Living room / Couch Travel: captivating books to get you through Corona virus lock-down

During this timeless lock-down to "flatten the curve" of the global Covid-19 pandemic and prevent further spread of the virus, those of us with the travel itch have been thinking of ways we can still enjoy the best parts of travel from the comfort of our own homes.

Sure Travel Journey’s Assistant Editor, Rebekah Funk, shares some of her favorite reads and explains how they’ve inspired trips to far-off places, in the hopes you'll pick one up during lock-down. Experience the same excitement of being transported to a new land with captivating cultures and characters — and a little respite from anxiety inducing news headlines.

1. Shantaram

“It took me a long time and most of the world to learn what I know about love and fate and the choices we make, but the heart of it came to me in an instant, while I was chained to a wall and being tortured.”

Powerful opening words to this novel by Gregory David Roberts, set in the underworld of India’s most densely-populated city, Mumbai. The story follows Lin, an Australian convict with a fake passport who is searching for love, meaning and a way to disappear — and is allegedly (though perhaps loosely) based on the life of the author.

His story is gripping, tumultuous, thought-provoking and in some parts, hectic (ie. torture) — but it left me wanting to travel to India to experience its chaos, colour and unparalleled culture. A book I'd read again!

2. The Harry Potter series

There are few stories more magical (literally) than the seven-book Harry Potter series by J.K. Rowling. While Rowling created another world of wizards and witches for readers, many of the books’ settings are based on real places in the United Kingdom.

In fact, she completed the first at a cafe in Edinburgh (because she struggled to pay the heating bills at home as a young single mother on government assistance) — and characters like Harry, Hermione Granger and Ronald Weasley were hatched on a train from Manchester to King’s Cross Station in London.

3. Pride and Prejudice

A literary (and Hollywood) classic, this book (and others like Sense and Sensibility, Persuasion, Northanger Abbey or Emma by its author, Jane Austen) has inspired many a trip to England’s romantic countryside and historic estates.

I visited Bath and the fairytale Cotswolds in June, when green rolling hills and flowers in bloom made it easy to imagine picnicking scenes from the book. It was the sort of place you could wander or spend an afternoon on your back, reading and watching the clouds go by.

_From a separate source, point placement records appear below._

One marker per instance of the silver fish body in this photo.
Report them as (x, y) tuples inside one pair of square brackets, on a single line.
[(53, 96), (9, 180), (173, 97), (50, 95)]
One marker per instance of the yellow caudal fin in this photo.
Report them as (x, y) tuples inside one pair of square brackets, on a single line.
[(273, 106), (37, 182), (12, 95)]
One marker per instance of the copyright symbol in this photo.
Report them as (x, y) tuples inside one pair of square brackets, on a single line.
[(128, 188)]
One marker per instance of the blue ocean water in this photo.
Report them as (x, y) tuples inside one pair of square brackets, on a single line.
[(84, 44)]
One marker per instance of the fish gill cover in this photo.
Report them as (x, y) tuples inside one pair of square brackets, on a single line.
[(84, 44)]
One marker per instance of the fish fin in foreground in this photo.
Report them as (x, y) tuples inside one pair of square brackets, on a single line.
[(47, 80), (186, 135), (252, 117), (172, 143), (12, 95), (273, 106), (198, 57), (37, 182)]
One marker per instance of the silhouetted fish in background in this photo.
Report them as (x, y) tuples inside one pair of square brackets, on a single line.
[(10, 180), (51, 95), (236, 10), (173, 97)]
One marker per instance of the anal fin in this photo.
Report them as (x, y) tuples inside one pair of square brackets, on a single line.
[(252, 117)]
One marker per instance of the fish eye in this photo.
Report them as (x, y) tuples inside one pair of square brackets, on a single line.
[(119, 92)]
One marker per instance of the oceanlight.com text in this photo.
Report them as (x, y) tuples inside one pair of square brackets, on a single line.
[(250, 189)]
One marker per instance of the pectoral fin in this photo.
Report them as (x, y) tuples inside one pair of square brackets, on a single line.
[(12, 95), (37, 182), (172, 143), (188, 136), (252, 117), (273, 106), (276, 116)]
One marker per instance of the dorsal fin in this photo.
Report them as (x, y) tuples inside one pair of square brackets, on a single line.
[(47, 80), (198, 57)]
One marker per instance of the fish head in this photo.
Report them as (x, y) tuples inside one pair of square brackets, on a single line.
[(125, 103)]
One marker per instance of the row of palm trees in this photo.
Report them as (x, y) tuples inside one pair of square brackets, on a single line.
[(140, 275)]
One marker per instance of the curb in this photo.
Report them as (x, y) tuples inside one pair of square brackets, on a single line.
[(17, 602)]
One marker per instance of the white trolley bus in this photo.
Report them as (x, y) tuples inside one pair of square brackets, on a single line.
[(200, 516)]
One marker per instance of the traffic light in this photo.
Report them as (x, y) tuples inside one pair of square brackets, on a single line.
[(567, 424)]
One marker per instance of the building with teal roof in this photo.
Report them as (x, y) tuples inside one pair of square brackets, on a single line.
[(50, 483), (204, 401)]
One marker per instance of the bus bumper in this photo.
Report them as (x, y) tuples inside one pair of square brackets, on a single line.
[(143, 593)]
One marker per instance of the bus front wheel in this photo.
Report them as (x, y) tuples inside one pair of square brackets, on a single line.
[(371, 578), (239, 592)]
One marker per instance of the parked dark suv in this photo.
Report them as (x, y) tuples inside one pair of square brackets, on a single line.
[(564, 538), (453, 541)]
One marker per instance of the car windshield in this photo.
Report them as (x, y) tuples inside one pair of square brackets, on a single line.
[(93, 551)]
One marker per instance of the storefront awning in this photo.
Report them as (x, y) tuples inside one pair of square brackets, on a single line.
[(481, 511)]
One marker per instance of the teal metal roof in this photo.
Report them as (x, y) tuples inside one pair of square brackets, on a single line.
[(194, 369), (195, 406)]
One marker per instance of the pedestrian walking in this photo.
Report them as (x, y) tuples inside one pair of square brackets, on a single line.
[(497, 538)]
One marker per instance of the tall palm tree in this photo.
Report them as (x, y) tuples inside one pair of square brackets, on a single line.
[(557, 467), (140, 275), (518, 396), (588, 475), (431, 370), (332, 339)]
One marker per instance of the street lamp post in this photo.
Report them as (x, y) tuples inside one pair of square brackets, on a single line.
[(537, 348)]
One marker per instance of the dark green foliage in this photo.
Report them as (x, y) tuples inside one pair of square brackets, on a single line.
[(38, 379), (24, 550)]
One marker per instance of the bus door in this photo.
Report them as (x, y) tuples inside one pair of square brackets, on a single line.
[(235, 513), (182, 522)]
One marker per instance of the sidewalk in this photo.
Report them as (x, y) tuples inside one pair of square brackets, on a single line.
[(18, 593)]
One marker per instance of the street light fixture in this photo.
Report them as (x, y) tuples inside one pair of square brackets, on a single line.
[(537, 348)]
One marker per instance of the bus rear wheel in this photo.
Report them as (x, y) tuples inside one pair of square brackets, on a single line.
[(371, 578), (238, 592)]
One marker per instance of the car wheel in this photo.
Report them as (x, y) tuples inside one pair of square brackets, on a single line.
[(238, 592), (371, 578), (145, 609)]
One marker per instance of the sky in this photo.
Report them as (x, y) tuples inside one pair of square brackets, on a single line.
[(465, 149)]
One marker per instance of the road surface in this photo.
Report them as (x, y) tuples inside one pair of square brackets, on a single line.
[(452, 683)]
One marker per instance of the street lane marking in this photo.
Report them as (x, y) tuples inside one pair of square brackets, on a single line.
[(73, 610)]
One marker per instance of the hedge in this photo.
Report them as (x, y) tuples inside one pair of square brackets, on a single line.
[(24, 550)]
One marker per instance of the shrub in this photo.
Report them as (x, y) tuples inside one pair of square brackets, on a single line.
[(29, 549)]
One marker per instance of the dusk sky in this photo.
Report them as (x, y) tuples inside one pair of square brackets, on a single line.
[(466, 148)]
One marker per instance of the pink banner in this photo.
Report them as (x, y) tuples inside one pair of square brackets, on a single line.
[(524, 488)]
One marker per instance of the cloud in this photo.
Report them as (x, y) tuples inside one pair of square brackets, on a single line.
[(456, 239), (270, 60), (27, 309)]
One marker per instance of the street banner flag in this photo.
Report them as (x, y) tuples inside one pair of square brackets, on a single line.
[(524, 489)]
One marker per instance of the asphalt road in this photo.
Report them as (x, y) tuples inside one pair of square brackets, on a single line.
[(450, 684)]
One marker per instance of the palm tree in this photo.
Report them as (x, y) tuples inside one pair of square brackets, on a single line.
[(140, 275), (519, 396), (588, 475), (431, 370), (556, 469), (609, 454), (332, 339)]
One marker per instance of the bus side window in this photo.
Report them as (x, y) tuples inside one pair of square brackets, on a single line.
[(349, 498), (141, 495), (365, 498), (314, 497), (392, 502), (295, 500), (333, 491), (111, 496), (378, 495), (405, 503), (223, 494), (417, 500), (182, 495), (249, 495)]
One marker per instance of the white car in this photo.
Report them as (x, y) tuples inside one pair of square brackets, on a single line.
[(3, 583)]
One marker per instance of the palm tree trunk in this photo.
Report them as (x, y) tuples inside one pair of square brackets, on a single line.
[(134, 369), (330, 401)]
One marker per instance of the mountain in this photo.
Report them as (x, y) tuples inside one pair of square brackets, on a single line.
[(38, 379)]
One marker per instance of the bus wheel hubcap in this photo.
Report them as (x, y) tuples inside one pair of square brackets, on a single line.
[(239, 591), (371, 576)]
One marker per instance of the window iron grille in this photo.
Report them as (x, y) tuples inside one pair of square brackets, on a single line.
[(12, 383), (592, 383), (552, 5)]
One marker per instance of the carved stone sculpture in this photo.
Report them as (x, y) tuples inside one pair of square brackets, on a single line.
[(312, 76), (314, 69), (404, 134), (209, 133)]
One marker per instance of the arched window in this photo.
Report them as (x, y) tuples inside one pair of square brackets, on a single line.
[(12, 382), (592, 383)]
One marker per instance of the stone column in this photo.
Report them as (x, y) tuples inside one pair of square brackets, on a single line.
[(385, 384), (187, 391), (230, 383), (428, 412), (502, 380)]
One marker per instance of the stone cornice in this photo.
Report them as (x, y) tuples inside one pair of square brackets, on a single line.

All Austen’s books mention Bath, as she lived in the city for about five years (you can tour her Georgian townhouse and have tea). While settings like the country estate at Pemberley were a fictional creation, it’s believed by some to be based on Chats worth House, near Bakewell in Derbyshire — all-in-all, plenty of picturesque places to explore if you’re a fan of this author and novel

4. Long Walk to Freedom.

I’ve long been inspired to read personal biographies of the world’s notable heroes in an attempt to discover what events — and surroundings — made their shaping mark. There are few people who could weather 27 years in prison and come out the other side ready to forgive and unify a nation. 

“I always knew that deep down in every human heart, there is mercy and generosity. No one is born hating another person because of the color of his skin, or his background, or his religion. People must learn to hate, and if they can learn to hate, they can be taught to love, for love comes more naturally to the human heart than its opposite.”

Former President Nelson Mandela’s optimistic biography attests to his passion for South Africa and its people — including his belief that all are created equal and must fight against racism, socio-economic divides and oppression in all its forms. The book inspired my original trip to Cape Town in 2012 (along with another called Playing the Enemy by John Carlin), yet it was the people I met here that kept me coming back year after year.

5. The Hobbit

While J.R.R. Tolkien’s mythical land of "Hobbiton" was the stuff of his imagination, modern depictions of "The Shire", set in New Zealand, have this country at the top of my travel bucket list! Well that — and the beaches, hikes, vineyards, volcanoes and Maori culture.

6. The Count of Monte Cristo

Set in France, Italy and the islands of the Mediterranean, it’s hard not to be enthralled by this classic tale of an innocent man, wrongly accused and imprisoned — and his subsequent quest for revenge.

An island fort called Chateau d’If (off the coast from Marseille’s tourist-lined beaches) was forever immortalized as the site where author Alexandre Dumas imprisoned his character, and today, the perfectly-preserved site is accessible by boat. I was there in 2009 and it’s definitely worth a visit!